Uber, Lyft, Lime and Airbnb have had a major impact on the taxi, travel and transport industries. These could not have developed without the use of advanced technology.

Why embracing technology is important

I’m pretty sure that, barring some cosmic cataclysm, technological advances are not going to slow down. These and other technologies have sped up the way we do business, communicate with each other, travel, learn and are entertained. While some people shy away from technology — I love it! Technology isn’t going to go away, even if you stick your fingers in your ears and yell “La,la,la,la” until your lungs hurt. It’s here to stay and you’re best to get used to it. Otherwise you run the risk of becoming a technology dinosaur. 

You don’t have to know everything

I only know an infinitesimal amount of what there is to know. But I’m open-minded. I keep an eye on what’s going on and I always like to find ways of doing something quicker, easier or more cheaply. I’m willing to learn. Lie! I love learning

Declassified technology

You may not know it but I love investigating UFO’s, back-engineered technology etc. Yesterday, I learnt that the US Navy has now officially declassified operable patents for anti-gravity and free-energy technology. The Air Force announced on December 6 that ‘Secret Space Programs’ will be declassified in 2020. Exciting!

This information made me begin to wonder about how we might travel and live in the not-to-distant future. We could all be zipping around the world at unimaginable speeds, in anti-gravity craft powered by free energy that comes from a generator the size of a matchbox.

Perhaps we’ll have the ability to beam to our chosen destinations à la Star Trek. And if you think that’s a bit fanciful, think again. Re read this post.

Advancements in technology will continue with increasing speed

It will become more challenging to return to a slower pace of life. So better to embrace technology, learn about it and use it as a tool to enhance your life. As I said at the beginning of this post, you’ll never keep up with every technological advance. But just because you can’t keep up with everything doesn’t mean you should give up and regard all technology as beyond you.
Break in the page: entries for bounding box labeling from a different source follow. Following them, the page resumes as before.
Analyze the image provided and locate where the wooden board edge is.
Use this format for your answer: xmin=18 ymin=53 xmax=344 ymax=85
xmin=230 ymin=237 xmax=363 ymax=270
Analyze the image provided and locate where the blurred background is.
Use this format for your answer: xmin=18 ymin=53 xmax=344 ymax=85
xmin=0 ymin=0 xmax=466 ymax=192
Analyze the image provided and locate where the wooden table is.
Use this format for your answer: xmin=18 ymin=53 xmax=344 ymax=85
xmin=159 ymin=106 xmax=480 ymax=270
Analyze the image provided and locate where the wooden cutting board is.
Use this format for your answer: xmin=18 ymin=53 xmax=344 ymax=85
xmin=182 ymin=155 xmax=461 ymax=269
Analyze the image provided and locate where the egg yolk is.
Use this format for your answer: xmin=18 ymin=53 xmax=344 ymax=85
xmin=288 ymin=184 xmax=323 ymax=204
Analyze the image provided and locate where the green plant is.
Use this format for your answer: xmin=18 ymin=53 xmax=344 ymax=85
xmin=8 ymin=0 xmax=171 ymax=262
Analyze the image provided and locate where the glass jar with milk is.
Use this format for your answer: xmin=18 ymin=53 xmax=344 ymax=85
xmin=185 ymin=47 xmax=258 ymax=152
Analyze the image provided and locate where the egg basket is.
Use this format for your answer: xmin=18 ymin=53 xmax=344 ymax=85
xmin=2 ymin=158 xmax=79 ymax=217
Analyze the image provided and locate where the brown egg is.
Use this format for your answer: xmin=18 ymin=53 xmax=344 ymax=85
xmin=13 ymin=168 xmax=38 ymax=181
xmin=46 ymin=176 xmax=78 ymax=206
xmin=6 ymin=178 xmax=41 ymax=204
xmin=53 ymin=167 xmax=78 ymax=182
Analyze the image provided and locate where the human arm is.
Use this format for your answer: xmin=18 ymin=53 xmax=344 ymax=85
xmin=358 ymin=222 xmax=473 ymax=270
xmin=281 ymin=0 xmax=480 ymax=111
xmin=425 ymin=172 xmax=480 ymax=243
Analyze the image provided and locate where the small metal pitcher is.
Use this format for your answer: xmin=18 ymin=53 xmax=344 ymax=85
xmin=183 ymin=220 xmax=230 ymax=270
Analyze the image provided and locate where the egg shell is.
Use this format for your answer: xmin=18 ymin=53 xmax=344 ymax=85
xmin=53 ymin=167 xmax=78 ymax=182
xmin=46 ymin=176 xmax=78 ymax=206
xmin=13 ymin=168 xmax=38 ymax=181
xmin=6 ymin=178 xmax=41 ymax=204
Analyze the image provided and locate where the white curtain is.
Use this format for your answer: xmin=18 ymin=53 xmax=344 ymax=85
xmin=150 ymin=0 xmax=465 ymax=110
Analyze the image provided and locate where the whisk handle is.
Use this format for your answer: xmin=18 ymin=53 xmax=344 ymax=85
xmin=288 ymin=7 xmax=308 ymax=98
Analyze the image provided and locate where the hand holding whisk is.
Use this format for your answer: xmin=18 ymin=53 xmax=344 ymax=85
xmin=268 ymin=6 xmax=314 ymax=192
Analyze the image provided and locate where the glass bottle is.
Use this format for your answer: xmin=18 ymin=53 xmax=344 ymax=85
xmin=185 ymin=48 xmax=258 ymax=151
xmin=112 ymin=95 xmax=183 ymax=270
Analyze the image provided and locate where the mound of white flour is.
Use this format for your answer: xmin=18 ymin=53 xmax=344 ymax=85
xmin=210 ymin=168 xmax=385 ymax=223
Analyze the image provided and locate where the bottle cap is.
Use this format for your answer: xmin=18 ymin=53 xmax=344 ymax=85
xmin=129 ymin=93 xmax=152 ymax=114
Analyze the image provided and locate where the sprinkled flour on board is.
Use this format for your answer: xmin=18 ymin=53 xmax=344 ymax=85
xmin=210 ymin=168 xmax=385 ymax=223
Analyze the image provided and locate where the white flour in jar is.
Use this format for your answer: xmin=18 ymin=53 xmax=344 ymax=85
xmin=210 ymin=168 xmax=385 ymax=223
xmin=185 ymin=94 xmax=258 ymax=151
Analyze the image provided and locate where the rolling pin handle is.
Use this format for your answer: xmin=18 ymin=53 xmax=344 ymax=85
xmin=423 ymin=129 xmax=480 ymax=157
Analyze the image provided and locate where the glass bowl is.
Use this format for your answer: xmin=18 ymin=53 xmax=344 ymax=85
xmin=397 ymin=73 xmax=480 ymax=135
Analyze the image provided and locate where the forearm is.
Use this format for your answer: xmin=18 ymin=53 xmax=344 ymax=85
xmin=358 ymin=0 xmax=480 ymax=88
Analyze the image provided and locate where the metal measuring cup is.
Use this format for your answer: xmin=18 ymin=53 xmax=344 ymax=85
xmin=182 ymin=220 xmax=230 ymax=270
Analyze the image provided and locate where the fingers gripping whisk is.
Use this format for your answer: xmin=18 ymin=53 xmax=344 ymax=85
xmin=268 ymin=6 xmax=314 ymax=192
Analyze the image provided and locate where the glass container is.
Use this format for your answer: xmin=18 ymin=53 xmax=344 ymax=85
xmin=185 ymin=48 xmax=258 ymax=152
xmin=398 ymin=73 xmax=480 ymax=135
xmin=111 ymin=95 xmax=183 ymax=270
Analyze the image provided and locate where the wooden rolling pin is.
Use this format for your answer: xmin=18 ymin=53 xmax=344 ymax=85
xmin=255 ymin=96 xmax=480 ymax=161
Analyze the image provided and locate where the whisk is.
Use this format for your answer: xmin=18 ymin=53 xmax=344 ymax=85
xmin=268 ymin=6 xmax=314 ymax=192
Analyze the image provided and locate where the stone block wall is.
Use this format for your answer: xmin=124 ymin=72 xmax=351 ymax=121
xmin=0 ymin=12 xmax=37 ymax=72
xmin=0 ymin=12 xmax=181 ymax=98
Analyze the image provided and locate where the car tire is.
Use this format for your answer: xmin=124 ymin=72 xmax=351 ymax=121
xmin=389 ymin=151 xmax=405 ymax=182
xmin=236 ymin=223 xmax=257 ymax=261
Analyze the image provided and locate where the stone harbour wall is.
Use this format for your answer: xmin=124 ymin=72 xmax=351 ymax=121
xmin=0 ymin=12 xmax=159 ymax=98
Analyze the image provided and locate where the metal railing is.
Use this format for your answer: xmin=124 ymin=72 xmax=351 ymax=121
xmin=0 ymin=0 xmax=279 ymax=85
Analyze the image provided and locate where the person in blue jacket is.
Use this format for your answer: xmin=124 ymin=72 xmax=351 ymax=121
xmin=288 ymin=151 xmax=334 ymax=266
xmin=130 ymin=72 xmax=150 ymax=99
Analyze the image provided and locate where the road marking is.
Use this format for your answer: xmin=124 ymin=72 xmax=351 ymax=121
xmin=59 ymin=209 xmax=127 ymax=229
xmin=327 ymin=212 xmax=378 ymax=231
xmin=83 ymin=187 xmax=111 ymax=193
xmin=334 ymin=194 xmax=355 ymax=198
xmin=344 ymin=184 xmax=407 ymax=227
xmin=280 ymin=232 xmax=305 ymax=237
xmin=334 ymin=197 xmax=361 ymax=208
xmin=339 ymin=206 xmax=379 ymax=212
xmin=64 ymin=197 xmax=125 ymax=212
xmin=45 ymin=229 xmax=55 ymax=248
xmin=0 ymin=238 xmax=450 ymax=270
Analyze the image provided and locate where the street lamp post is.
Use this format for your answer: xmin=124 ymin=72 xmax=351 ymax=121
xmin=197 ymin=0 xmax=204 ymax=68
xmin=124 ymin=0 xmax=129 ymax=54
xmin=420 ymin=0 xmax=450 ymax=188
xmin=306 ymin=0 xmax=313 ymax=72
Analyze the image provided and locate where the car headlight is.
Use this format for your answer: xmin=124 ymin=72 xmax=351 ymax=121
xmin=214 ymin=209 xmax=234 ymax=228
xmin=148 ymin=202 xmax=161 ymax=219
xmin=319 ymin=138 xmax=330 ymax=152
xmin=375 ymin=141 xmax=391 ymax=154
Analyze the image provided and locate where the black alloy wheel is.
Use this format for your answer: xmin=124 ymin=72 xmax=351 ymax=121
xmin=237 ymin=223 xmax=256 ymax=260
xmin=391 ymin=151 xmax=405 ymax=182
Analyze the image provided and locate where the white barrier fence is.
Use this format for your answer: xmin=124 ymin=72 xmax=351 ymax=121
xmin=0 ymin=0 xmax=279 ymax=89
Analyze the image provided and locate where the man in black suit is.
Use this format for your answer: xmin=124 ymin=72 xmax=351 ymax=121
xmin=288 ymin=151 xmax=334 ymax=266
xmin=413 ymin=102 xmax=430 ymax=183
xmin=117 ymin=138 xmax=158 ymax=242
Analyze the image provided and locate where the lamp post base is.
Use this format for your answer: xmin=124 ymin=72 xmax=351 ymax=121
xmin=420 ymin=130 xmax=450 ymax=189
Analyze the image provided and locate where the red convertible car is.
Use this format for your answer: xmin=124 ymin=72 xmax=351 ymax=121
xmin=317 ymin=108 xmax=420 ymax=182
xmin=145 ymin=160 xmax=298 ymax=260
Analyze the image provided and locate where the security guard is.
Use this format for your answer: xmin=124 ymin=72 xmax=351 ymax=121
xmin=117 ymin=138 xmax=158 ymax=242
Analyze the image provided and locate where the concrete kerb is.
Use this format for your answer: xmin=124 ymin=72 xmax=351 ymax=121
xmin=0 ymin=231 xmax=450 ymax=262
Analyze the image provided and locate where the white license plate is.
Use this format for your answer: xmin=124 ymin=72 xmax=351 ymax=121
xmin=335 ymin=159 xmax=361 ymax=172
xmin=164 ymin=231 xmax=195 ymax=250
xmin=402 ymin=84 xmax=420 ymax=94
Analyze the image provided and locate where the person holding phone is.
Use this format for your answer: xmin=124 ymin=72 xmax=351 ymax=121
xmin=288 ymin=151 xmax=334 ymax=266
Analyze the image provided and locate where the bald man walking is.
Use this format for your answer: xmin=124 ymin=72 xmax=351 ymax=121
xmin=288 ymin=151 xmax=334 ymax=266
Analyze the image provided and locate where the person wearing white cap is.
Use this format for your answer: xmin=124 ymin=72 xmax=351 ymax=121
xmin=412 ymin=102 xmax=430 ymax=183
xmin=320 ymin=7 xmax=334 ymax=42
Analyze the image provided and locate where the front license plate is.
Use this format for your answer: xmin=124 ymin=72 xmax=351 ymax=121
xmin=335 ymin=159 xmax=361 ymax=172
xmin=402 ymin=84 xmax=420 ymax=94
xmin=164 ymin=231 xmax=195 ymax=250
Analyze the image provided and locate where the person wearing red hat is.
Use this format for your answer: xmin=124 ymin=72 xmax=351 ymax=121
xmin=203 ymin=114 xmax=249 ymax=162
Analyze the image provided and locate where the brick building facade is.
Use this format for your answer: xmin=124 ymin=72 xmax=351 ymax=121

I know people who refuse to even engage in a conversation about technology or how it might help them, let alone touch any of it. And I’m not just talking about old people. There are increasing numbers of younger people who are opting out; who have decided — for whatever reason — not to embrace technology. 

How to embrace technology

Treating technology with a curiously relaxed attitude is useful. Be prepared to play with any devices you have. Unless you jump on a device, or drop it from a great height you’re highly unlikely to damage anything. Technology is now part of everyday life. If you shut yourself off from it, that’s one thing less you can communicate about with others. Technology is there to help us do what we need to do more quickly or more easily, so use it to research whatever interests you. Use the various apps to connect and communicate with others. And get a patient teacher.